Artist Team: Christopher Sjoberg and Ryo Saito
Artist Location: Tokyo, Japan
Energy Technologies: Aerostatic Flutter Wind Harvesting (WindBelt™)
Water Harvesting Technologies: fog harvesting
Annual Capacity: 70 MWh (used on site) and 112 million liters of drinking water

What makes a human-made form beautiful? What makes a natural landscape beautiful?

Beauty is of course in the eye of the beholder, but both powerful forms and landscapes elicit strong emotional attachments, and the experience of them can inspire people into action. While each may be evaluated on their own merits and qualities, rarely do they come together without controversy.
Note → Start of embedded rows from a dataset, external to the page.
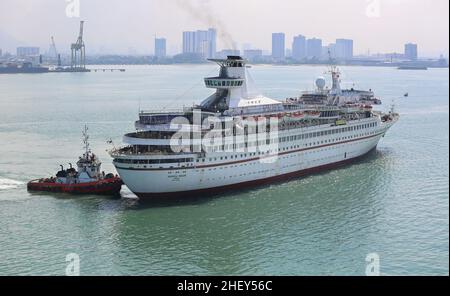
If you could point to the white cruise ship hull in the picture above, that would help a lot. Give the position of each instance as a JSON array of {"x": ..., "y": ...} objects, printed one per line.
[{"x": 245, "y": 172}]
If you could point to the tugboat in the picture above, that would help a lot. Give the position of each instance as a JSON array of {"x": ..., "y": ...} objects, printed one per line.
[{"x": 86, "y": 179}]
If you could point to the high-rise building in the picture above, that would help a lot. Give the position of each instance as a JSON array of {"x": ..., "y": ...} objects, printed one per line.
[
  {"x": 299, "y": 47},
  {"x": 314, "y": 48},
  {"x": 27, "y": 51},
  {"x": 188, "y": 42},
  {"x": 344, "y": 49},
  {"x": 278, "y": 46},
  {"x": 252, "y": 54},
  {"x": 160, "y": 47},
  {"x": 200, "y": 42},
  {"x": 329, "y": 52},
  {"x": 411, "y": 51},
  {"x": 224, "y": 53},
  {"x": 212, "y": 38}
]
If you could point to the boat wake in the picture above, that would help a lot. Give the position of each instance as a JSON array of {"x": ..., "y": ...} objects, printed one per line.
[{"x": 6, "y": 184}]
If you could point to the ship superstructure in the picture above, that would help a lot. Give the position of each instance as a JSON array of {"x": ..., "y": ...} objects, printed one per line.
[{"x": 238, "y": 137}]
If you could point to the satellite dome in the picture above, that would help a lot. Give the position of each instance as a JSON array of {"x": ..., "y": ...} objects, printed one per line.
[{"x": 320, "y": 82}]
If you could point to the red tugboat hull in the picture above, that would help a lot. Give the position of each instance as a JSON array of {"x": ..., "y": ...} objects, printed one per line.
[{"x": 109, "y": 186}]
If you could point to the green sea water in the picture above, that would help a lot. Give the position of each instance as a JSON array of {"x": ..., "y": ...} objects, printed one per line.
[{"x": 394, "y": 203}]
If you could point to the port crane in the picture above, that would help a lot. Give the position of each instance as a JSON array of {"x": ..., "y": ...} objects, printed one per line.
[
  {"x": 78, "y": 58},
  {"x": 53, "y": 52}
]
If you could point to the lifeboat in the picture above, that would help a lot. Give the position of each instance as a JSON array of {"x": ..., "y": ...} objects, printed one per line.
[{"x": 86, "y": 179}]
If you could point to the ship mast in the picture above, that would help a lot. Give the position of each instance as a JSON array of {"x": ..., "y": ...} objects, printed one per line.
[{"x": 86, "y": 142}]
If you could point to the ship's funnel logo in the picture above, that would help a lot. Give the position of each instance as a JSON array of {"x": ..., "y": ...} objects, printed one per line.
[{"x": 73, "y": 8}]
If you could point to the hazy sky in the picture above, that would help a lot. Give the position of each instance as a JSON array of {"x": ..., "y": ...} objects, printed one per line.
[{"x": 120, "y": 25}]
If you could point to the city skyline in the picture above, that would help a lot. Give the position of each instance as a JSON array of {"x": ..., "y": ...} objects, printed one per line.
[{"x": 109, "y": 32}]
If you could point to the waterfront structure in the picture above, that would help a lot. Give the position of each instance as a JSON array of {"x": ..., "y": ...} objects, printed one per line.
[
  {"x": 228, "y": 52},
  {"x": 188, "y": 42},
  {"x": 411, "y": 51},
  {"x": 253, "y": 54},
  {"x": 200, "y": 42},
  {"x": 344, "y": 49},
  {"x": 160, "y": 47},
  {"x": 278, "y": 46},
  {"x": 314, "y": 48},
  {"x": 237, "y": 137},
  {"x": 27, "y": 51},
  {"x": 299, "y": 48}
]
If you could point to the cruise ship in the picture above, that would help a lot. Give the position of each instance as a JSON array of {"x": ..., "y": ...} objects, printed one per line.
[{"x": 237, "y": 137}]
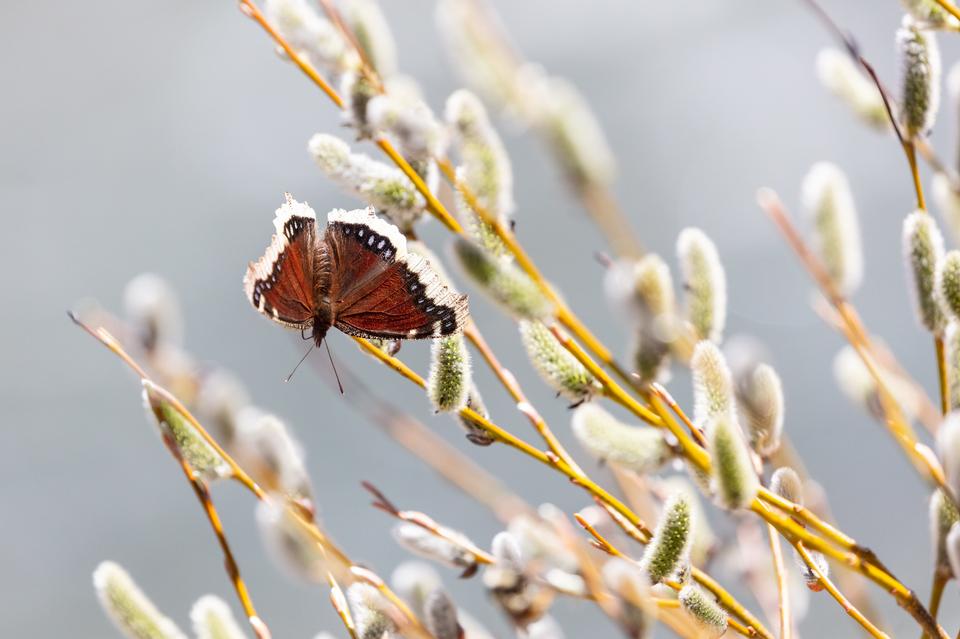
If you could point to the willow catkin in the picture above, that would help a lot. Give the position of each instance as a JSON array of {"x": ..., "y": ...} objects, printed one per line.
[{"x": 705, "y": 283}]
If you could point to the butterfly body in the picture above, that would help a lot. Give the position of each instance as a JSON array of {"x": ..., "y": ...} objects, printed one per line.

Yet there are some man-made forms so universally associated with their landscapes, and so steadfastly imprinted in the collective imagination—the red dairy barns of pastoral America, the terraced rice paddies of Southern China, the whitewashed villas of hilltop Greece—that they become an inseparable element of the natural landscape’s identity. The sea is no different, and since civilizations first began navigating the oceans by harnessing the wind, the billowing forms of sail and mast have occupied an omnipresent place in the mental image of the seaside.

Regatta H2O repurposes this familiar maritime form as infrastructure, which harvests fog to create fresh water and harnesses the wind in order to power its operations.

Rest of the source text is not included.